The tour focused on the building, the decoration and the nature of the Masons as a fraternal organization. It's a combination of architectural tour and public relations led by well meaning and friendly volunteers. The history of the Masons is fascinating and many famous figures were of course members of a Masonic order.The museum traces a number of famous Masons and includes Winston Churchill's Masonic  regalia or apron! I found this quite amusing as I'd just seen his false teeth at the Hunterian Museum.
There's a beautiful and highly decorated art deco style shrine dedicated to those lost in the 1914-1918 war. As you can see the craftsmanship is extraordinary.  
The stained glass, lighting and the marble floor outside the Grand Temple chamber are incredibly impressive. I think this must be one of the most interesting art deco interiors in London.Clearly no expenses were  spared as you can see from the stained glass, the painted and carved wooden ceiling, the the cast bronze lighting and the mosaic work throughout.

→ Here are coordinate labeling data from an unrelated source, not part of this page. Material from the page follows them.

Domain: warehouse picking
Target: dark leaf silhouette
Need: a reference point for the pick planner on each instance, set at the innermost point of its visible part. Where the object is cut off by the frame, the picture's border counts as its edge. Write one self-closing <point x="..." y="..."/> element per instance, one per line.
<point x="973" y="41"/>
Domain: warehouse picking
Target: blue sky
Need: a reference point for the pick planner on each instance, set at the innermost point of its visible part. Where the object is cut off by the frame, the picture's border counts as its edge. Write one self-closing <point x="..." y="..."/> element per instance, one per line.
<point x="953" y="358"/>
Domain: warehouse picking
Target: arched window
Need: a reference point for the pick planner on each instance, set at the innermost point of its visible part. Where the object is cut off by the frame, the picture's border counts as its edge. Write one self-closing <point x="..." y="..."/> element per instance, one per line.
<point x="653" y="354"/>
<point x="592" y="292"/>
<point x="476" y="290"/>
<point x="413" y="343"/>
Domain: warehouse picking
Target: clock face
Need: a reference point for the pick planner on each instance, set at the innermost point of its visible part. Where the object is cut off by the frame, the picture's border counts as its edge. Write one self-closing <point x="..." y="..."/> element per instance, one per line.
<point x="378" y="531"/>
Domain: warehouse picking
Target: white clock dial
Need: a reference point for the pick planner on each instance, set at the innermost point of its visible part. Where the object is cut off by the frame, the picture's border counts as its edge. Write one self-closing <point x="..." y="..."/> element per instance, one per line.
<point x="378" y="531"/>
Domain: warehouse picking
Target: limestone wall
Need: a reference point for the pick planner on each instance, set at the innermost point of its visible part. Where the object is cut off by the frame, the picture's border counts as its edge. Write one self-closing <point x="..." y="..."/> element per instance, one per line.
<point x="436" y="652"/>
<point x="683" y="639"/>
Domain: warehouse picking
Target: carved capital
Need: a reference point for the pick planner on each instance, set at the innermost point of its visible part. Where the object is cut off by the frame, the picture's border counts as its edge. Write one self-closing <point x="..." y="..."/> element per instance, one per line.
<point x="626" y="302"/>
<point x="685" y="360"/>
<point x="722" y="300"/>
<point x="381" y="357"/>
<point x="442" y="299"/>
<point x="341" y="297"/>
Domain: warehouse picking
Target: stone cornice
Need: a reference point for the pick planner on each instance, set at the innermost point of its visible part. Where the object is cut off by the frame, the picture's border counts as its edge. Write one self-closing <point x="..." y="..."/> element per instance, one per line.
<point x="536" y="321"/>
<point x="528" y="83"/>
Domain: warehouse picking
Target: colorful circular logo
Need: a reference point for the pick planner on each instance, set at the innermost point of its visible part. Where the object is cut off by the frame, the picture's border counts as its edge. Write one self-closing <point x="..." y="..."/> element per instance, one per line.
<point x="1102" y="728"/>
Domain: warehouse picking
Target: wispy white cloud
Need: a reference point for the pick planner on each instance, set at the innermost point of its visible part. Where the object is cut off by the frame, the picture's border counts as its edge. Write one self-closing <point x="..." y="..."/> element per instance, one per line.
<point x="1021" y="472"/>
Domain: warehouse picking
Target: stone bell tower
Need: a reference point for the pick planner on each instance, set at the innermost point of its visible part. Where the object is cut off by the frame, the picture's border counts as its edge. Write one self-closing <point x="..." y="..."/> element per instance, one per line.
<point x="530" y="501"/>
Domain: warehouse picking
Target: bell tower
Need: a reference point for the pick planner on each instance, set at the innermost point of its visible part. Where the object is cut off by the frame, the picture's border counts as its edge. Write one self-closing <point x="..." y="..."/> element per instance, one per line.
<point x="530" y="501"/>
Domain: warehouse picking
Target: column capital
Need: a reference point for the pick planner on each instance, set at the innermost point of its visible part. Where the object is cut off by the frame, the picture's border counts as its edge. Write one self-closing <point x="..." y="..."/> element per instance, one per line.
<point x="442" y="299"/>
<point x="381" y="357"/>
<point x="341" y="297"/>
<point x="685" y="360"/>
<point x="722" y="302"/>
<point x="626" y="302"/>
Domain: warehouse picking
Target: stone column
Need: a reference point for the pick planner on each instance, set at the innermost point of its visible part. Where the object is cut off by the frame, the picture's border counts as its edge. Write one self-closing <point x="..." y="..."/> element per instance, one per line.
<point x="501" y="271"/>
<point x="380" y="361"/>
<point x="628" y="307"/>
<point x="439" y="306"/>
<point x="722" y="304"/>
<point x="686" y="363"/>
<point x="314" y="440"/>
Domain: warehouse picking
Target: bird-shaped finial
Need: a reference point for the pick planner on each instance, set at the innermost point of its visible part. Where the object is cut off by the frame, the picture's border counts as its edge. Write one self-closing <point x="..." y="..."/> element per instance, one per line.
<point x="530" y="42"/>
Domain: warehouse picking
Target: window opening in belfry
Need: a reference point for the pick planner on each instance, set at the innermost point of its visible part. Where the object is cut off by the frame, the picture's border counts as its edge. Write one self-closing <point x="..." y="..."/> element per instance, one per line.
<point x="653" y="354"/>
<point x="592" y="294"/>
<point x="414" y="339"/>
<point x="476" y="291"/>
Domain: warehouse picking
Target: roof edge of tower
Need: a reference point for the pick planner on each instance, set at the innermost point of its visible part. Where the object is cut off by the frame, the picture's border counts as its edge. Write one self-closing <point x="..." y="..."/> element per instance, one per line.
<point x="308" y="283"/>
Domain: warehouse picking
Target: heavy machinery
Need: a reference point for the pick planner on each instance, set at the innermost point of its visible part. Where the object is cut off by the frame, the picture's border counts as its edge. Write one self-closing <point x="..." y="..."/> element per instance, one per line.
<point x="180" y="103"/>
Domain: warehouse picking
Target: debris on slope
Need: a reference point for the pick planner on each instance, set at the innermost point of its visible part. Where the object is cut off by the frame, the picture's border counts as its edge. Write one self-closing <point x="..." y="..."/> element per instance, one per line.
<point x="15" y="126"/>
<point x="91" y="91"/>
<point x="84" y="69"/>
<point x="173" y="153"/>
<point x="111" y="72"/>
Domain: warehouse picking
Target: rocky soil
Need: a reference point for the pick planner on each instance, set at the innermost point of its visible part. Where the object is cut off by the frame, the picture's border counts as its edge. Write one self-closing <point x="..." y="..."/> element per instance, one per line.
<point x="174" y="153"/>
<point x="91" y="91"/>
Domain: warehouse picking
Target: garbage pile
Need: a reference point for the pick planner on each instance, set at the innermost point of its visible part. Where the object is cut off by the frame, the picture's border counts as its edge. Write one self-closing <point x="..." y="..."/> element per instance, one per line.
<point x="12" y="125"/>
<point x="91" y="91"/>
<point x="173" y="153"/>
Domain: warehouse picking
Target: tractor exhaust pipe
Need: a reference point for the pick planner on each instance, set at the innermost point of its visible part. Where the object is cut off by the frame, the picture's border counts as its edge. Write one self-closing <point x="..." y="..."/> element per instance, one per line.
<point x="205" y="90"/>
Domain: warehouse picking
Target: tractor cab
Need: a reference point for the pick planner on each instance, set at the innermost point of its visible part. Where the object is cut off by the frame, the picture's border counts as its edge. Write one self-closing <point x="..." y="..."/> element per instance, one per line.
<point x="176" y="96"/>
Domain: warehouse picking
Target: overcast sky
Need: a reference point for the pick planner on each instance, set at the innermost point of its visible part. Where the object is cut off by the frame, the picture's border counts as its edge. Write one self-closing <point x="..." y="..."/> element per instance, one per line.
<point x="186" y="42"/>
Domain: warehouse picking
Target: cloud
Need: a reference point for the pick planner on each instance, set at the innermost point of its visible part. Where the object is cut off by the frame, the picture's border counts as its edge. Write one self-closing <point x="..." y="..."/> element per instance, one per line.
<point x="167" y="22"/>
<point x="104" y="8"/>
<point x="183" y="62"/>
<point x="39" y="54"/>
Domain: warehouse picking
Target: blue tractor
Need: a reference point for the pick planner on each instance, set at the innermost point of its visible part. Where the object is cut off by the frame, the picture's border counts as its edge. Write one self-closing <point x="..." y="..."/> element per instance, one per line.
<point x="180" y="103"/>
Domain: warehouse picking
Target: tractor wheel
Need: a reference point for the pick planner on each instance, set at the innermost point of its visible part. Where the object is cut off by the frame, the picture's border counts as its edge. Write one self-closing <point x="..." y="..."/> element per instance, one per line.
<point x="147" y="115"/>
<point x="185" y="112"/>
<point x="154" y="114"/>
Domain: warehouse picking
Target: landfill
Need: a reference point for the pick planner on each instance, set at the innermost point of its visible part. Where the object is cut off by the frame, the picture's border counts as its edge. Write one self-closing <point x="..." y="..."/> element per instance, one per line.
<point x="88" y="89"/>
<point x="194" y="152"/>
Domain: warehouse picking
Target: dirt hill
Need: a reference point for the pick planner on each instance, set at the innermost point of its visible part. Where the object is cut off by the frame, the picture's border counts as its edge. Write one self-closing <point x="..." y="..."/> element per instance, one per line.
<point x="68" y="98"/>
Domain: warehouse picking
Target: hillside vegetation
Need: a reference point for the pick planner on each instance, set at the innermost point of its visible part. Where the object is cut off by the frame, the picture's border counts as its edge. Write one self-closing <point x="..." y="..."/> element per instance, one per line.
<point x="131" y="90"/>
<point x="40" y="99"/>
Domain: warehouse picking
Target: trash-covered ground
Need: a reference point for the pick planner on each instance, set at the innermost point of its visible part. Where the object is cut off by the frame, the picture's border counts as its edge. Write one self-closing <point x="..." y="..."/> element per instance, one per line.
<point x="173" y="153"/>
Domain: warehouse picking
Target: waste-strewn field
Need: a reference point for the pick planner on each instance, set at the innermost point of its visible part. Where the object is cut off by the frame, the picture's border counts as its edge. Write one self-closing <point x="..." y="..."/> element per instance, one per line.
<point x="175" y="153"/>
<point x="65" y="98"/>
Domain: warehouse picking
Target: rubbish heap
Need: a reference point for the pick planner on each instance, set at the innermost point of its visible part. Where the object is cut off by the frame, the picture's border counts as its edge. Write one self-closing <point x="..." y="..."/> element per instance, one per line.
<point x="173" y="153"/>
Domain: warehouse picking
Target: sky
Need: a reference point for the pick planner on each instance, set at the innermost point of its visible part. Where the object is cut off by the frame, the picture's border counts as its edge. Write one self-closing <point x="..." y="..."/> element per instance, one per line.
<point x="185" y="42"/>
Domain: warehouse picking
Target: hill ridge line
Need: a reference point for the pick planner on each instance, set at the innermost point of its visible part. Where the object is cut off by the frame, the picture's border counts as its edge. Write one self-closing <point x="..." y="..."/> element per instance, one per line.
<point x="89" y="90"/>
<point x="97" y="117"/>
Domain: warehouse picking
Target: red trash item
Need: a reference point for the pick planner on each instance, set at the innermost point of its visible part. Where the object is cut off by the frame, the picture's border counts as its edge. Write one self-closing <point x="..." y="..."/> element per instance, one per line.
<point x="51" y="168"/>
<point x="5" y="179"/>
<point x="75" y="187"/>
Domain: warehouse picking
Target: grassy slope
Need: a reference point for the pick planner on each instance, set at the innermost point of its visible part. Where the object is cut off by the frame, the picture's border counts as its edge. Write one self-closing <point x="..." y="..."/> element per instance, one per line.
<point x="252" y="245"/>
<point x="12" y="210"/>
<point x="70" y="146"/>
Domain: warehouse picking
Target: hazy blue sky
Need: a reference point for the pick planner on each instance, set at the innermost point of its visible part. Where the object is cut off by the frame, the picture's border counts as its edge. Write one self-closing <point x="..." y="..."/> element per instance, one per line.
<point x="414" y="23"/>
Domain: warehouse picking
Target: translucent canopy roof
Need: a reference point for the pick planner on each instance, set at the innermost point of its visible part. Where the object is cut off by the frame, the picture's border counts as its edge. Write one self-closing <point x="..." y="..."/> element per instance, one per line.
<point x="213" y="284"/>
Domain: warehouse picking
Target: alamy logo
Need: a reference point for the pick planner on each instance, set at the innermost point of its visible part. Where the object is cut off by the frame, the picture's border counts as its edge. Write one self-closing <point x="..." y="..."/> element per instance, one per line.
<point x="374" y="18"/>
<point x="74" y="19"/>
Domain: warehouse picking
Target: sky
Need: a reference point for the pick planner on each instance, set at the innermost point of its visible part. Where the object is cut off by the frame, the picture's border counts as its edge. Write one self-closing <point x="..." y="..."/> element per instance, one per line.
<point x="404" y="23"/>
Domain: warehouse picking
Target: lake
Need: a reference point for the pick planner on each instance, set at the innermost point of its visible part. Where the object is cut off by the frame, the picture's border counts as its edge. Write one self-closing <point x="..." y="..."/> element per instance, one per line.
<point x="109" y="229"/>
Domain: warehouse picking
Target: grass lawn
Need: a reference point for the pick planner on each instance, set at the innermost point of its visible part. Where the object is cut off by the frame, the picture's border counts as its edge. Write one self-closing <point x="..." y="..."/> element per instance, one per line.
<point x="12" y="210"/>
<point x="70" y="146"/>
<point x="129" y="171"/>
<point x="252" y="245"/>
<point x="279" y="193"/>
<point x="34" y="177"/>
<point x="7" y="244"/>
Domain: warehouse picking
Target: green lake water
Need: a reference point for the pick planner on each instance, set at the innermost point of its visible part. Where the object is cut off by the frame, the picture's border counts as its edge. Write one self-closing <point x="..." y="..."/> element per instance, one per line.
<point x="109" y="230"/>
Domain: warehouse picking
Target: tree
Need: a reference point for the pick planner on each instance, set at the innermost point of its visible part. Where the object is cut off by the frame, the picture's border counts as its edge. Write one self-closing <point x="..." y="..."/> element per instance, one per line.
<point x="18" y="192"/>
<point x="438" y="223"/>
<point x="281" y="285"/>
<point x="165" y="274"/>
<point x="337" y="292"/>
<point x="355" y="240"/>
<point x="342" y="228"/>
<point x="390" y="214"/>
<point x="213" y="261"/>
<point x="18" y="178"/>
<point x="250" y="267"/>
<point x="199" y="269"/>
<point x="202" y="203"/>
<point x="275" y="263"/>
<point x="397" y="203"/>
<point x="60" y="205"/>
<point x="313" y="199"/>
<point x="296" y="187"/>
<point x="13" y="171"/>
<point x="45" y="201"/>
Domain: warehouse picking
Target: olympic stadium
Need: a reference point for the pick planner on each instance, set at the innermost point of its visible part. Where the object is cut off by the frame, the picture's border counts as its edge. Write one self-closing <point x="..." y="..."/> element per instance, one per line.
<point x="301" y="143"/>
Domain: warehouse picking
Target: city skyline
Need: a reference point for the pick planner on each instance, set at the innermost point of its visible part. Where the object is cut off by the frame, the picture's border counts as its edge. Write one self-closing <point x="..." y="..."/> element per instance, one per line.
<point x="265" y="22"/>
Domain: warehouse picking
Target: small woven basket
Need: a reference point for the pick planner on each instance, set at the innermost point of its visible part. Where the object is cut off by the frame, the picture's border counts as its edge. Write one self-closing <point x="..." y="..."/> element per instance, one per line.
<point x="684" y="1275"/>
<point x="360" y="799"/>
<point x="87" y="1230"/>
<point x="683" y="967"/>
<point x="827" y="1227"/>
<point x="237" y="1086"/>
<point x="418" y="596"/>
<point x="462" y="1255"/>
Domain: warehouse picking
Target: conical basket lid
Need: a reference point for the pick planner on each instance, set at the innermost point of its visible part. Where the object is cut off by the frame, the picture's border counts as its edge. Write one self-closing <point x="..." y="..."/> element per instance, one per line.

Quite a number of those on our tour were Mason's from overseas lodges and many of them took pictures in front of the commemorative altar and in the Grand Temple chamber.
The Grand Temple chamber is reached through some extraordinary bronze doors decorated with incredible bas-reliefs. The themes are taken from the Bible but the tour guide stated that the Masonic orders are not Christian or religious and that Masons can be from any religious background.I understood his point but it was a little hard to grasp when the building itself was so clearly saturated with Judeo-Christian imagery, which you can see below.
As you can see the quality of the craftsmanship was extraordinary and this was true throughout the building. The interiors we saw were beautifully maintained and designed, however the best was yet to come in the Grand Temple.
Behind the bronze doors the  Grand Temple opened up with a raised stage and an organ at one end. The coved mosaic ceiling was incredibly impressive and the room was designed for large assemblies. It feels like a religious space, impressive, formal and grandiose.I couldn't keep my eyes from drifting up to the ceiling and the mosaic details which are filled with Masonic symbolism; good and evil, knowledge, wisdom and truth.Apparently the mosaic work took  Italian craftsmen several years to complete.
The Grand Temple remains at the heart of British Freemasonry today and is still in regular use, indeed the Queen Street building houses a number of rooms where lodges meet daily.
I think the photos give you a sense for the pomp, circumstance and regalia of the Masonic space. As you can see it's all very grand and quite hierarchical, which is partly why it reminds one of the architecture of a church.
As you can see the Grand Temple is far grander than the regular lodge room you can see below, though both contain the same checkerboard floor and certain symbolic element including a raised chair for the leading member.
In addition to the tour you're welcome to visit the onsite Library and Museum which includes a variety of Masonic memorabilia including regalia, aprons, photographs, medals, lustreware jugs and a number of Wedgwood pieces. 
The displays also included this John Paul Gaultier shirt complete with Masonic imagery including the eye on the left and pyramid on the right.
Overall I very much enjoyed the tour and I think it's wonderful that the Masons'  have opened up such an interesting and beautiful building to the public. The tour was engaging and very much worth the time spent. This may not be your first stop in London, but it's a quirky  engaging destination, and well worth seeking out for anyone interested in British history, Art Deco design or architecture.